## An SI model to a Tomato Spotted Wilt Virus experiment
In this example we will perform SI model inference using data on the spread of Tomato Spotted Wilt Virus (TSWV) in a greenhouse from Hughes et al. (1997). In this experiment, 520 plants regularly spaced in a 10m x 26m greenhouse were examined for pressence of TSWV once every two weeks.
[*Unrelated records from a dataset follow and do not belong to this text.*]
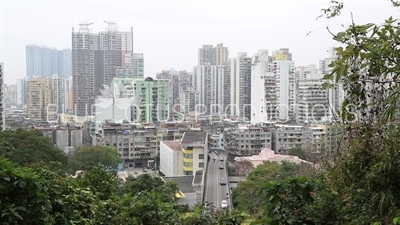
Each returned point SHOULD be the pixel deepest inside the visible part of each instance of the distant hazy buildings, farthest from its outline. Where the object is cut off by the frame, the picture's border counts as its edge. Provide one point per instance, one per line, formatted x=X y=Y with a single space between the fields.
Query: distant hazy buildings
x=335 y=95
x=134 y=66
x=189 y=99
x=283 y=69
x=263 y=89
x=210 y=55
x=40 y=96
x=312 y=98
x=241 y=86
x=21 y=91
x=2 y=119
x=46 y=97
x=43 y=61
x=211 y=78
x=178 y=82
x=151 y=100
x=95 y=60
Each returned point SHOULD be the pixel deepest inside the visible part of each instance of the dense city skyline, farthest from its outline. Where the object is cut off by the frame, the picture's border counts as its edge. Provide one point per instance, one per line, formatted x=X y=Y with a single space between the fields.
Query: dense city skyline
x=171 y=41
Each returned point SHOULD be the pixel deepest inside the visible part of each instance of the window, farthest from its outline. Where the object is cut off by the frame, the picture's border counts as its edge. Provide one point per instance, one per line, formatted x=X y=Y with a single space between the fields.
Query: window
x=188 y=156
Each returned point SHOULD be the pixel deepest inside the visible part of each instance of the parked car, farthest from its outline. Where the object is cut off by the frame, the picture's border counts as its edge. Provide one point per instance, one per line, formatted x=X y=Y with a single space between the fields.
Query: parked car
x=223 y=181
x=224 y=204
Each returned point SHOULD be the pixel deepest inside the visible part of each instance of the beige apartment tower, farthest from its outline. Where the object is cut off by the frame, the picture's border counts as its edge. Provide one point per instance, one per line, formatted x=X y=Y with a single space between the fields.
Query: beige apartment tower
x=210 y=55
x=39 y=99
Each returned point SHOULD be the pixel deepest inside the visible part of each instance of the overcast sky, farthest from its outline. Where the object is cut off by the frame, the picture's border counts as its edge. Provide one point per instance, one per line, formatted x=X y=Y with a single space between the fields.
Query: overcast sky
x=169 y=33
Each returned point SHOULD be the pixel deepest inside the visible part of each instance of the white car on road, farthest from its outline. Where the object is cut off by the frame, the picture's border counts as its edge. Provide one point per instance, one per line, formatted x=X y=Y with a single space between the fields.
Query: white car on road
x=224 y=204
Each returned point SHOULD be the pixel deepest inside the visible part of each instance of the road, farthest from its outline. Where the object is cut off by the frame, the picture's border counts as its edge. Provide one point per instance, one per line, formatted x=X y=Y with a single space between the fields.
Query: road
x=215 y=192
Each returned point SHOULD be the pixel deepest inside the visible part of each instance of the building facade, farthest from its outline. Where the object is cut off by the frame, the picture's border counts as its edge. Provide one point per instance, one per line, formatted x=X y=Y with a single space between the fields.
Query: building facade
x=210 y=55
x=195 y=152
x=39 y=98
x=240 y=86
x=134 y=66
x=171 y=158
x=43 y=61
x=151 y=102
x=95 y=60
x=247 y=140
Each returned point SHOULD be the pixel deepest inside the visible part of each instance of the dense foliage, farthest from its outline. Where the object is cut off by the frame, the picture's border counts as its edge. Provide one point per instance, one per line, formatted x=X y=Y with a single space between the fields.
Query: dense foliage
x=360 y=184
x=25 y=147
x=87 y=156
x=40 y=196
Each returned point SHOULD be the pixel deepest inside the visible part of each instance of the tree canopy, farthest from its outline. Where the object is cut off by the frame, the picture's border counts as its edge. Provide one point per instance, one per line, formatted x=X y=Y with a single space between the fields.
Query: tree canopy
x=25 y=147
x=107 y=156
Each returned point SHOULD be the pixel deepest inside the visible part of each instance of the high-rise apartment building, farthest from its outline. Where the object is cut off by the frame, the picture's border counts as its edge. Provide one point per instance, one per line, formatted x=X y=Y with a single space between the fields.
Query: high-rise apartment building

Plants were not removed after showing signs of infection by TSWV. The experiment concluded after 14 weeks, which saw a total of 327 individual plants infected.

### References
* Hughes G, McRoberts N, Madden LV, Nelson SC (1997). “Validating Mathematical Models of Plant-Disease Progress in Space and Time.” Mathematical Medicine and Biology: A Journal of the Institute of Mathematics and Its Applications, 14(2), 85– 112.

## Initialization
Load `Pathogen`, as well as:
* `CSV` for extended CSV file I/O functionality,
* `Distributed`, `Random`, and `DelimitedFiles` from Julia Base,
* `DataFrames` for storing individual level information,
* `Distributions` for specification of priors for Bayesian inference,
* `Plots` for visualization (using whichever visualization backend your prefer), and


In [None]:
using CSV, Distributed, DelimitedFiles, Distances, LinearAlgebra, Plots, Random
addprocs(3)
@everywhere using DataFrames, Distributions
@everywhere using Pkg
@everywhere Pkg.activate(joinpath(@__DIR__, "../"))
@everywhere using Pathogen

We'll set the seed for random number generation such that our results here are reproducible:

In [None]:
Random.seed!(5432)

## TSWV Data
We'll import the TSWV, provided as csv files. 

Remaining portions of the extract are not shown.